Tuesday, September 15, 2009

Aniseed...must mean fennel

When I was a kid fennel grew wild along the railway tracks, we all knew the smell but we'd never think of eating it. Indeed I'm not sure that it was an edible variety. Then later I became used to the smell and the taste of fennel seeds in Indian cooking. The next stage in my culinary education was bulb fennel. I'd see the bulbs in the vegetable market but never buy them as I was unsure what I'd do with them.
Fennel is widely grown and widely available. I remember on my first trip to a little town south of Rome seeing a paddock with a crop with a feathery dark green leaf. At a distance I thought it was carrots. Asking my host I was told that it was finocchio.
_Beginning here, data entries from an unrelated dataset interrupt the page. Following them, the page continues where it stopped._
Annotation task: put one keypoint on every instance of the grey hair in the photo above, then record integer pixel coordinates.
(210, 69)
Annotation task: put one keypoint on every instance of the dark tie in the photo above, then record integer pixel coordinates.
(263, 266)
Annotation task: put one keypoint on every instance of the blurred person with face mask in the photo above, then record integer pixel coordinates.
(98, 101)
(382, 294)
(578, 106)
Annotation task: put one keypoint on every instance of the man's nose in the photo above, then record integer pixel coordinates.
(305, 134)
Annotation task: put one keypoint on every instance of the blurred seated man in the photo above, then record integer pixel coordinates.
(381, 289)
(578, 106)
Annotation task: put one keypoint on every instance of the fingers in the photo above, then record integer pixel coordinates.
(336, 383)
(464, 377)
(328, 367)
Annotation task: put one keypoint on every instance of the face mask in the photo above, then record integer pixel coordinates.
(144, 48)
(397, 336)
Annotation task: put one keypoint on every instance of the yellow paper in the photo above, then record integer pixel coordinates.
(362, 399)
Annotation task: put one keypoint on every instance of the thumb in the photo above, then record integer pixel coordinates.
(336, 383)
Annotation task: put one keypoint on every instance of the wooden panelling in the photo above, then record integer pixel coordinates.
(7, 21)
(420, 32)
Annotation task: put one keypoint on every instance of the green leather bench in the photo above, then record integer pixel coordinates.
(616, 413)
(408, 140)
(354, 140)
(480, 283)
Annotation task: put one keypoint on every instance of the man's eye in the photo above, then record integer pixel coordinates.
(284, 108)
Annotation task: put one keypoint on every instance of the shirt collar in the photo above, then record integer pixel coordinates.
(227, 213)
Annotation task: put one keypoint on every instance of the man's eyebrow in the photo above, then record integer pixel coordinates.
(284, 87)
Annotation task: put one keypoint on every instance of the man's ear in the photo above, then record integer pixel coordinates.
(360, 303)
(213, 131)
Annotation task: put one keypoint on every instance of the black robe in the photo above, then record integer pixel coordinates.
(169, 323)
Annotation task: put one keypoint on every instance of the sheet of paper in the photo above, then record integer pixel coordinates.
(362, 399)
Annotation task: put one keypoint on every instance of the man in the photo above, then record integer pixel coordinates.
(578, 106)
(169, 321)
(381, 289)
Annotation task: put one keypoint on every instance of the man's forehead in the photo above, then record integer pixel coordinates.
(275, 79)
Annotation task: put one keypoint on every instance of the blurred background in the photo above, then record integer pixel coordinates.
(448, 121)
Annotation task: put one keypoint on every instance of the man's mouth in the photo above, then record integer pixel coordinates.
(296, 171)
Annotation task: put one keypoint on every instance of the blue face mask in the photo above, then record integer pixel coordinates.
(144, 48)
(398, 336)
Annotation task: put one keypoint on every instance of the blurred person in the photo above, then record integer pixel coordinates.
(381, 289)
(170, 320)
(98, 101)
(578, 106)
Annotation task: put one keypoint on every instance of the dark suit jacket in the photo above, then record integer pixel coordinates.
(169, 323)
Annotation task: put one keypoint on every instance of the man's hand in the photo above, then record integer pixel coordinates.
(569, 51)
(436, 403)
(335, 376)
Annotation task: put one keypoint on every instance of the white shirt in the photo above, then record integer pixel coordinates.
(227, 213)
His English and my Italian weren't a match for solving the problem of exactly what finocchio was, however lunch a few days later provided the solution! Bulb fennel is sometimes called Florence fennel.
I suspect that many people find fennel interesting but they don't make it part of their diet through a lack of knowing how they will deal with it. It's easy really with lots of simple ways. It makes a great salad as long as you get a very young tender bulb, slice it thinly - paper thin - and put it into a salad with some citrus segments and a simple citrus and oil based dressing.
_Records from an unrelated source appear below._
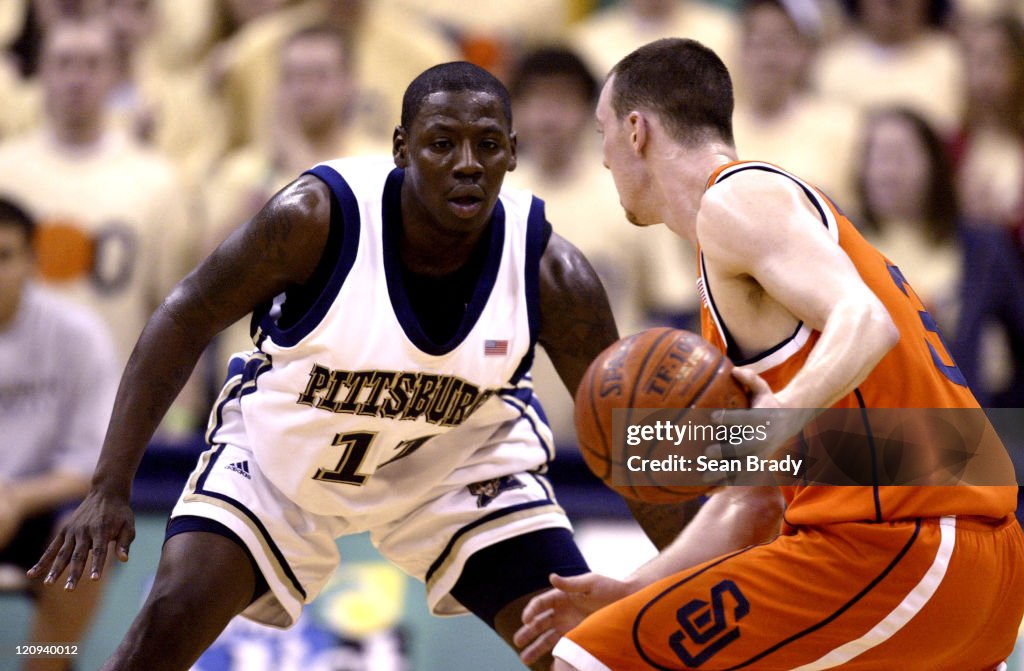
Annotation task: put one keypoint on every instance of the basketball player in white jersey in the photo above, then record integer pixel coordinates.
(395, 316)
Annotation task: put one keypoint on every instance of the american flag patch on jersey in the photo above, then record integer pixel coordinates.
(496, 347)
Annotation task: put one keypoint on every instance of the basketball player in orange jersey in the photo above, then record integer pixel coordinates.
(860, 577)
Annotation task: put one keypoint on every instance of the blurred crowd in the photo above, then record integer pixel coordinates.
(139, 133)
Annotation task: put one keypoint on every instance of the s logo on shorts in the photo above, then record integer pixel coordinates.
(707, 628)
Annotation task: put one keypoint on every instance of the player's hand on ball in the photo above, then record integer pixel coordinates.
(549, 616)
(99, 520)
(770, 424)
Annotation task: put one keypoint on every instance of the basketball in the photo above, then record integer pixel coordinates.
(659, 368)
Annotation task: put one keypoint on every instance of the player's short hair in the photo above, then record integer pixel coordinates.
(683, 82)
(456, 76)
(553, 61)
(11, 214)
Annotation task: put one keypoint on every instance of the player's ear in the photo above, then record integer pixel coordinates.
(513, 151)
(638, 131)
(399, 147)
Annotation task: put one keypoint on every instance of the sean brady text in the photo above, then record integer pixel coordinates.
(751, 464)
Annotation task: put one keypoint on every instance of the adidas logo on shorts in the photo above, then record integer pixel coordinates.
(240, 467)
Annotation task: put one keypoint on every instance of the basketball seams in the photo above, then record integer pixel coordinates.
(643, 363)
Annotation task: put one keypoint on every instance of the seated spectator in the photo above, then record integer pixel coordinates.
(896, 54)
(114, 233)
(989, 149)
(59, 376)
(389, 46)
(909, 207)
(777, 118)
(607, 35)
(313, 122)
(643, 271)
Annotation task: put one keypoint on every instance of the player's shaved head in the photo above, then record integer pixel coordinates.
(453, 77)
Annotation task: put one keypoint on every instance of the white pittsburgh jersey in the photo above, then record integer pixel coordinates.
(350, 409)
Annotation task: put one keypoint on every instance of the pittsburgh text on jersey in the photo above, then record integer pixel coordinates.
(441, 400)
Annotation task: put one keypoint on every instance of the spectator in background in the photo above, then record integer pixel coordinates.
(114, 234)
(777, 118)
(609, 34)
(56, 391)
(989, 148)
(896, 53)
(389, 47)
(553, 97)
(313, 122)
(173, 111)
(497, 33)
(909, 206)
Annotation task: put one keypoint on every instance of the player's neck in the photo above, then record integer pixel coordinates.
(79, 135)
(682, 178)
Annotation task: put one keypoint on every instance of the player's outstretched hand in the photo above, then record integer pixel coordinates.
(775, 424)
(550, 615)
(97, 521)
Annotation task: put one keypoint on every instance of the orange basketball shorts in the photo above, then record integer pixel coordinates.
(934, 594)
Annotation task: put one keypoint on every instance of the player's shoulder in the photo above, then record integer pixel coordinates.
(365, 175)
(516, 196)
(749, 185)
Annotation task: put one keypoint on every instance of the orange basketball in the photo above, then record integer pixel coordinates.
(659, 368)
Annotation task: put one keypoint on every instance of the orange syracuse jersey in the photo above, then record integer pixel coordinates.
(918, 373)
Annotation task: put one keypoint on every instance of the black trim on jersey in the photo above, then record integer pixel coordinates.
(782, 643)
(392, 269)
(539, 232)
(525, 399)
(481, 520)
(811, 196)
(279, 555)
(497, 575)
(875, 454)
(313, 299)
(730, 345)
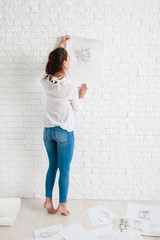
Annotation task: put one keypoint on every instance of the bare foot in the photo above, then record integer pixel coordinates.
(49, 206)
(63, 209)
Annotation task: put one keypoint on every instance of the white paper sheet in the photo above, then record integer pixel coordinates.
(122, 227)
(100, 215)
(86, 60)
(146, 218)
(48, 233)
(74, 232)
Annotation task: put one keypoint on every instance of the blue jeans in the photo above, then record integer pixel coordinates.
(59, 144)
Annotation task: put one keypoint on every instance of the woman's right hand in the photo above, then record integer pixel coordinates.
(82, 90)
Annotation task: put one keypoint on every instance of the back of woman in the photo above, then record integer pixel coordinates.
(63, 99)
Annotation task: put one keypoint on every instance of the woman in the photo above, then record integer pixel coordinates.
(58, 134)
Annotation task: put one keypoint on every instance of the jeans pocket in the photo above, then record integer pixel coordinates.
(61, 135)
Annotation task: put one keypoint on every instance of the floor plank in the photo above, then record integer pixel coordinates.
(33, 216)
The most foolproof way of cooking it though is to braise it. Take a large fennel bulb and split it vertically down the middle - from head to root. When you do this you will see a wedge shaped piece of root in the base of each half. Remove this piece with a sharp paring knife and then lay the half on the board flat side down and slice the fennel thinly, starting at the root end. The slices should be 3-4mm thick and you should stop slicing when you start to get to the leaves which are darker green and have white pith in the stems. Do the same with both halves.
Heat a non-stick frying pan with some good olive oil - 100 to 150ml of oil, add the fennel and fry on a high heat moving it constantly. What you are doing is looking for the slightest browning on some of the fennel. When it reaches that point add a little water, reduce the heat and cover with a tight fitting lid. The fennel should now cook very slowly and not brown further at all. Add more water if required. After about 30 minutes the fennel will be translucent and much reduced in bulk, all the water will have cooked off. Check the seasoning, you will almost certainly need some salt and probably pepper, depending on taste.
Serve the fennel in a small bowl. It adds a flavour punch to the meal, a distinctive aniseed type flavour which is enhanced by the slow braising in olive oil. This dish is simple and just requires a little time. It tames the biggest fennel bulb!